In the primary state after application of load \(T_{0}\), the slip regime develops at both contact zones. The slip displacement follows from M–D theory, while Masing’s rule is applied for the reverse slip, thus:
$$\begin{aligned} {\updelta }_s =\left\{ {\begin{array}{l} A{\upmu }N^{2/3}\left( {1-\left( {1-{\left| T \right| }/{{\upmu }N}} \right) ^{2/3}} \right) ,\;\;\left| T \right| \le {\upmu }N \\ {\updelta }_s^A \!+\!2A{\upmu }N^{2/3}\left( {1\!-\!\left( {1\!-\!\frac{1}{2}{\left| {T\!-\!T^{A}} \right| }/{{\upmu }N}} \right) ^{2/3}} \right) ,\left| T \right| \;\\ \quad \le \left| {T_A } \right| \;\wedge \;\left| T \right| \le {\upmu }N\; \\ \end{array}} \right. , \quad \end{aligned}$$
(63)
where \(A={{\upchi }\left( {k_n^*} \right) ^{{-2}/3}}/{\upmu }=3/{\left( {32G^{*}} \right) }\left( {2K^{*}R^{*}} \right) ^{-1/3}\), \(K^{*}=3/{\left( {8E^{*}} \right) }\), \({\updelta }_s^A \) and \(T^{A}\) are the slip displacement and force values at force reversal.
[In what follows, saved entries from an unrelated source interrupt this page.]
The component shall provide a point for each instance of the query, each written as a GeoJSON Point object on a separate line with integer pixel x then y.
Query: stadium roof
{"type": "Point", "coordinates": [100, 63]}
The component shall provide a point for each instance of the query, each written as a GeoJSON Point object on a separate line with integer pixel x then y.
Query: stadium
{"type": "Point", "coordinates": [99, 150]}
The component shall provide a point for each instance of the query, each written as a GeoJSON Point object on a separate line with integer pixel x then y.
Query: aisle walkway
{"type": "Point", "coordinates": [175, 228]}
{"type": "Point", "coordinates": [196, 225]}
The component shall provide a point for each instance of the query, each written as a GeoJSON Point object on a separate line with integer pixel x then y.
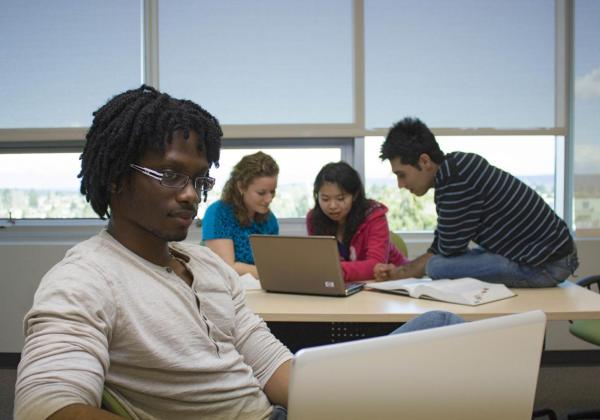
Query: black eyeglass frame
{"type": "Point", "coordinates": [202, 184]}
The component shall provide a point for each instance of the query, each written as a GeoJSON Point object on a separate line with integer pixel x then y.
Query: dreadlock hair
{"type": "Point", "coordinates": [348, 180]}
{"type": "Point", "coordinates": [130, 124]}
{"type": "Point", "coordinates": [252, 166]}
{"type": "Point", "coordinates": [408, 139]}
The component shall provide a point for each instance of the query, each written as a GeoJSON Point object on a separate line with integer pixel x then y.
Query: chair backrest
{"type": "Point", "coordinates": [587, 329]}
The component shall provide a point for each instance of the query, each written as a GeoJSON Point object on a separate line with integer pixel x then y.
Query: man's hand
{"type": "Point", "coordinates": [383, 272]}
{"type": "Point", "coordinates": [415, 268]}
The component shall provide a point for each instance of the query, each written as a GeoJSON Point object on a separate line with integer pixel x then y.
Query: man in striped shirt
{"type": "Point", "coordinates": [520, 240]}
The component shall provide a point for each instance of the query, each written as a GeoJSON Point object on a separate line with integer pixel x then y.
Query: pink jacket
{"type": "Point", "coordinates": [369, 245]}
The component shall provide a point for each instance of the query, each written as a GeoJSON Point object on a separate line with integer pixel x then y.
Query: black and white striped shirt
{"type": "Point", "coordinates": [478, 202]}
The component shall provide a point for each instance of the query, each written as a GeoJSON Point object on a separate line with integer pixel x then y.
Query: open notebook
{"type": "Point", "coordinates": [464, 291]}
{"type": "Point", "coordinates": [477, 370]}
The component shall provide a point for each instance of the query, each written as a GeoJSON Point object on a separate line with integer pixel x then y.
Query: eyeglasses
{"type": "Point", "coordinates": [172, 179]}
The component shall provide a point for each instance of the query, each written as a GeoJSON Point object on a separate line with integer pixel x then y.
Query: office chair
{"type": "Point", "coordinates": [399, 242]}
{"type": "Point", "coordinates": [587, 330]}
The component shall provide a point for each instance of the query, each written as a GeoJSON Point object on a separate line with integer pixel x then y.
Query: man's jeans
{"type": "Point", "coordinates": [424, 321]}
{"type": "Point", "coordinates": [495, 268]}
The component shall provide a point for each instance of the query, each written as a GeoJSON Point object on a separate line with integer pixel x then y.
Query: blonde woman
{"type": "Point", "coordinates": [243, 210]}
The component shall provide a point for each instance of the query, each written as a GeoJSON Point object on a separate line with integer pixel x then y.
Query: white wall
{"type": "Point", "coordinates": [24, 262]}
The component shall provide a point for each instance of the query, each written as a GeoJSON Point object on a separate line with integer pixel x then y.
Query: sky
{"type": "Point", "coordinates": [291, 62]}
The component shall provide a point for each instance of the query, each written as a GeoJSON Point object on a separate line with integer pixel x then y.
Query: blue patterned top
{"type": "Point", "coordinates": [219, 222]}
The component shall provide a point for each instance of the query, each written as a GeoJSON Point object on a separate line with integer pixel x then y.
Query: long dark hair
{"type": "Point", "coordinates": [348, 180]}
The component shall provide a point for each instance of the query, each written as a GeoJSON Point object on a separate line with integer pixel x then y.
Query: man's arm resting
{"type": "Point", "coordinates": [415, 268]}
{"type": "Point", "coordinates": [278, 384]}
{"type": "Point", "coordinates": [82, 411]}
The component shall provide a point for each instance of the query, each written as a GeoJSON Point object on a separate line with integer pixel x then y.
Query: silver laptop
{"type": "Point", "coordinates": [477, 370]}
{"type": "Point", "coordinates": [300, 264]}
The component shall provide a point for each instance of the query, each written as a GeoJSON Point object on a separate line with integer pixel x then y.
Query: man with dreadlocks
{"type": "Point", "coordinates": [162, 324]}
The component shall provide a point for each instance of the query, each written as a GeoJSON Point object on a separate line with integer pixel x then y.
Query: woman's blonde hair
{"type": "Point", "coordinates": [252, 166]}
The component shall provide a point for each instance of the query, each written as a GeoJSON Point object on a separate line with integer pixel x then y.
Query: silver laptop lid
{"type": "Point", "coordinates": [299, 264]}
{"type": "Point", "coordinates": [477, 370]}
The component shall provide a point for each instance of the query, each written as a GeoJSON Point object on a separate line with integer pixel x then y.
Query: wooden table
{"type": "Point", "coordinates": [568, 301]}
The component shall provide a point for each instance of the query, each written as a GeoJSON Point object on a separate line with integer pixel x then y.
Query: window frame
{"type": "Point", "coordinates": [33, 140]}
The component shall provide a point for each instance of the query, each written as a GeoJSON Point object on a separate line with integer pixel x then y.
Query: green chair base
{"type": "Point", "coordinates": [587, 329]}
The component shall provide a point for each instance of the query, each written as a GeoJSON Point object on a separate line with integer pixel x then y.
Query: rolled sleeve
{"type": "Point", "coordinates": [260, 349]}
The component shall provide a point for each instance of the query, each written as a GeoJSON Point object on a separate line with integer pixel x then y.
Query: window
{"type": "Point", "coordinates": [59, 60]}
{"type": "Point", "coordinates": [486, 75]}
{"type": "Point", "coordinates": [45, 185]}
{"type": "Point", "coordinates": [41, 186]}
{"type": "Point", "coordinates": [531, 159]}
{"type": "Point", "coordinates": [267, 62]}
{"type": "Point", "coordinates": [462, 63]}
{"type": "Point", "coordinates": [586, 121]}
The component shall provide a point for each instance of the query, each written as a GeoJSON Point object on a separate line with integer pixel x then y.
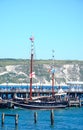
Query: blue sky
{"type": "Point", "coordinates": [55, 24]}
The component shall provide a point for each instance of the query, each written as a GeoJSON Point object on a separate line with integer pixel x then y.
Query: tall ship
{"type": "Point", "coordinates": [53, 101]}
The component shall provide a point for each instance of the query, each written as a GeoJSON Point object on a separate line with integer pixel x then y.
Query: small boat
{"type": "Point", "coordinates": [5, 104]}
{"type": "Point", "coordinates": [43, 102]}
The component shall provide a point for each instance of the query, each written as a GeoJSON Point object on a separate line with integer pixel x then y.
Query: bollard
{"type": "Point", "coordinates": [35, 117]}
{"type": "Point", "coordinates": [3, 116]}
{"type": "Point", "coordinates": [52, 117]}
{"type": "Point", "coordinates": [16, 119]}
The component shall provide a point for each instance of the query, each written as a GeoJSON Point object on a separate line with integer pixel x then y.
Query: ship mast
{"type": "Point", "coordinates": [31, 66]}
{"type": "Point", "coordinates": [53, 71]}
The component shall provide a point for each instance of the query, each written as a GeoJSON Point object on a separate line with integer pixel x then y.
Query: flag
{"type": "Point", "coordinates": [32, 39]}
{"type": "Point", "coordinates": [32, 75]}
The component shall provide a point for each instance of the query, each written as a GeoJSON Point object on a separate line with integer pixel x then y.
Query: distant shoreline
{"type": "Point", "coordinates": [25, 84]}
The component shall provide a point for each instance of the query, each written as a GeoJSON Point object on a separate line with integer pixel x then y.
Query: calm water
{"type": "Point", "coordinates": [65, 119]}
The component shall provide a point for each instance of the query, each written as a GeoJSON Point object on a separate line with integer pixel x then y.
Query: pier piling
{"type": "Point", "coordinates": [35, 117]}
{"type": "Point", "coordinates": [3, 115]}
{"type": "Point", "coordinates": [52, 117]}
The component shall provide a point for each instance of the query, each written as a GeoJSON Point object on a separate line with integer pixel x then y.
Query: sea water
{"type": "Point", "coordinates": [64, 119]}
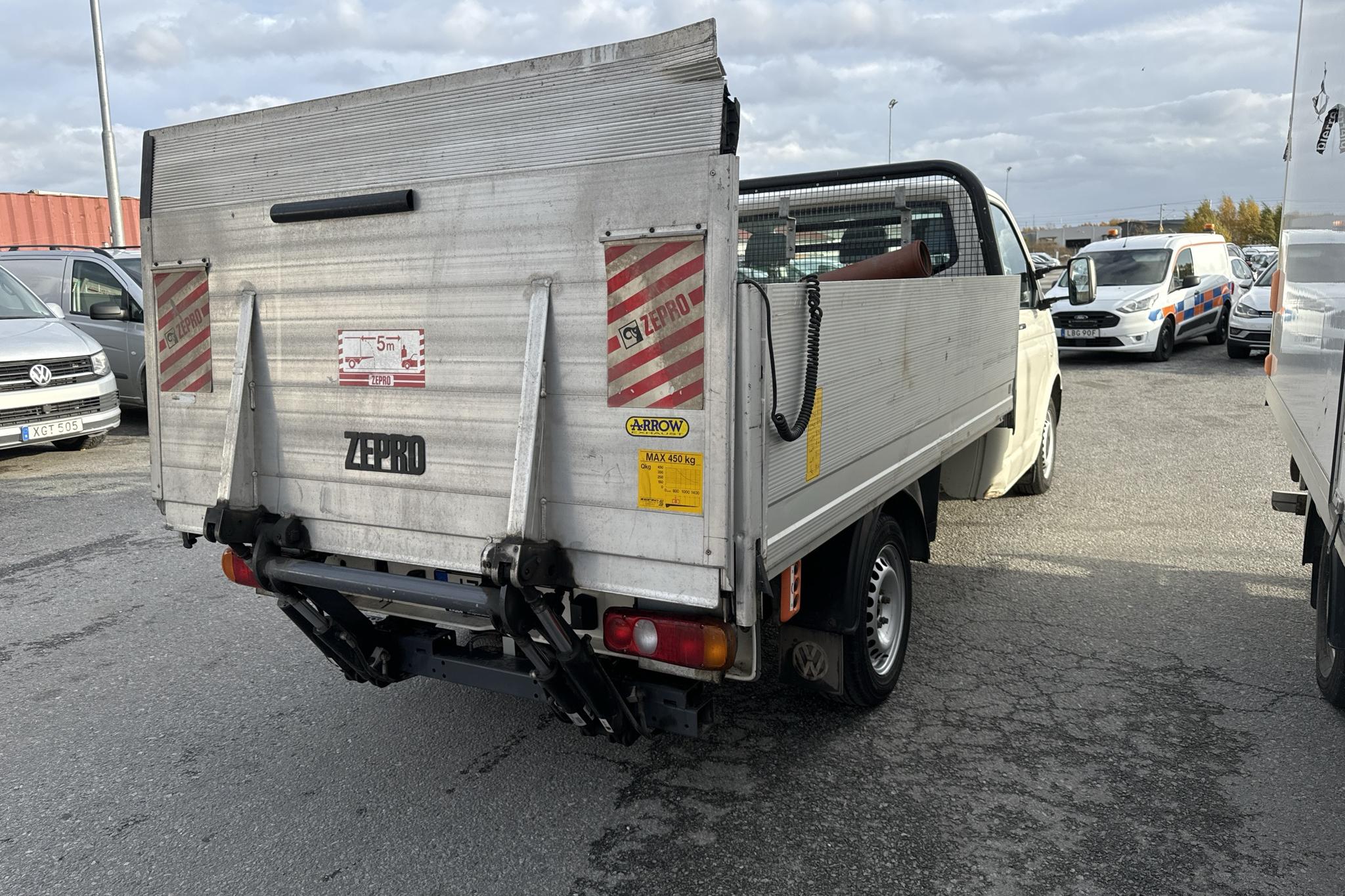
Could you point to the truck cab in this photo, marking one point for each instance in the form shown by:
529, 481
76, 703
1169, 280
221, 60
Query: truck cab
845, 223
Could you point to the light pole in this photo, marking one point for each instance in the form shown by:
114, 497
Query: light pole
109, 147
891, 106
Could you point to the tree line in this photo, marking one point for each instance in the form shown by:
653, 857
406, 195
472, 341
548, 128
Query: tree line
1239, 222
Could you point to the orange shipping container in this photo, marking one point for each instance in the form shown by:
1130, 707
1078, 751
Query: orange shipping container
46, 219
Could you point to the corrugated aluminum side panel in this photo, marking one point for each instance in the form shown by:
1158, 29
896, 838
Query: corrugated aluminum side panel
911, 371
459, 267
657, 96
1309, 335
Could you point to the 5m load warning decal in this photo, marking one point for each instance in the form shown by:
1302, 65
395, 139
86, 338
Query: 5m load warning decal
669, 481
381, 358
655, 323
182, 305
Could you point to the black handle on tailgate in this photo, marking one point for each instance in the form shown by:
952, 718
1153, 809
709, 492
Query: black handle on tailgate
397, 200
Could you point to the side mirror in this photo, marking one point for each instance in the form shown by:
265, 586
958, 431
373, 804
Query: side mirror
1083, 281
108, 312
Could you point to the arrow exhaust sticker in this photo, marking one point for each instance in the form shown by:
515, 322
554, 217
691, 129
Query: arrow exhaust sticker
655, 323
182, 304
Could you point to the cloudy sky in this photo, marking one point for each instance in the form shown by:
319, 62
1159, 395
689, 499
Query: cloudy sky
1102, 109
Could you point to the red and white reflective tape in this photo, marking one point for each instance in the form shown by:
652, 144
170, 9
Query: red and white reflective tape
182, 308
655, 323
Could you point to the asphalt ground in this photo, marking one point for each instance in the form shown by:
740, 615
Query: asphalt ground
1109, 691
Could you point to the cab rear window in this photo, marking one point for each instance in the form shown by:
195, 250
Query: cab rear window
833, 237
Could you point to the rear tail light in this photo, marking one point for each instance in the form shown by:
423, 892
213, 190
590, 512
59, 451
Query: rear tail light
697, 644
237, 570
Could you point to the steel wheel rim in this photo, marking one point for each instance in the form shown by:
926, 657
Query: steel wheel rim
1048, 445
885, 610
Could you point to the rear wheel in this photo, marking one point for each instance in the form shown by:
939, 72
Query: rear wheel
1166, 339
82, 444
1331, 662
875, 652
1220, 330
1038, 480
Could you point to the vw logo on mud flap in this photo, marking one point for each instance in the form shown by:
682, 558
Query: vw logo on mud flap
810, 661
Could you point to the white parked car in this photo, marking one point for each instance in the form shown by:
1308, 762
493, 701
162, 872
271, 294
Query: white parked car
1248, 328
1153, 292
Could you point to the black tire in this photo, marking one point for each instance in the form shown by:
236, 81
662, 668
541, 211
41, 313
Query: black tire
1166, 340
82, 442
1038, 479
872, 662
1329, 662
1220, 330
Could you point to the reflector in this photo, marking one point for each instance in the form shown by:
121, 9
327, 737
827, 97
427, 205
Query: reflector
695, 644
237, 570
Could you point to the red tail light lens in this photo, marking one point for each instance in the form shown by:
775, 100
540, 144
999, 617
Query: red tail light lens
695, 644
237, 570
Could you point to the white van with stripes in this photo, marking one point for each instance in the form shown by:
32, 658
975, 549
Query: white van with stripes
1153, 292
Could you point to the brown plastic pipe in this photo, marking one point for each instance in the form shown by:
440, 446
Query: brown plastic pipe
908, 263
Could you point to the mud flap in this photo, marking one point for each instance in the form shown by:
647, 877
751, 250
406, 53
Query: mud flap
811, 658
In Eq. (63), the contact forces \(N_1 \), \(T_1 \) and \(N_2 \), \(T_2 \), acting on the left and right contact zones (cf., Fig. 14a), are substituted for N and T. In view of Eq. (62), the force increments are: \(\hbox {d}\,N_{1,2} =\frac{3}{2}k_n^*\sqrt{h_{1,2} }\hbox {d}\,h_{1,2} \), \(\hbox {d}\,T_{1,2} =\frac{3}{2A}N_{1,2}^{1/3} \left( {1-{\left| {T_{1,2} } \right| }/{\left( {{\upmu }N_{1,2} } \right) }} \right) ^{1/3}\hbox {d}\,{\updelta }_{1,2} \) and \(\hbox {d}\,T_{1,2} =\frac{3}{2A}N_{1,2}^{1/3} \left( {1-\frac{1}{2}{\left| {T_{1,2} -T_{1,2}^A } \right| }/{\left( {{\upmu }N_{1,2} } \right) }} \right) ^{1/3}\hbox {d}\,{\updelta }_{1,2} \). The geometric compatibility equations between the trajectory path and angles increments \(\hbox {d}\,s\), \(\hbox {d}\,{\upalpha }_u^{lt} \) and \(\hbox {d}\,{\upalpha }_u^{rt} \) were derived by applying sine’s rule. Finally, application of compatibility conditions in the equilibrium set (62) provides four non-linear equations with the unknowns \(\hbox {d}\,s\), \({\upbeta }\), \(\hbox {d}\,{\upalpha }_u^{lt} \) and \(\hbox {d}\,{\upalpha }_u^{rt} \), where \({\upbeta }\) is the inclination angle of the sphere motion trajectory.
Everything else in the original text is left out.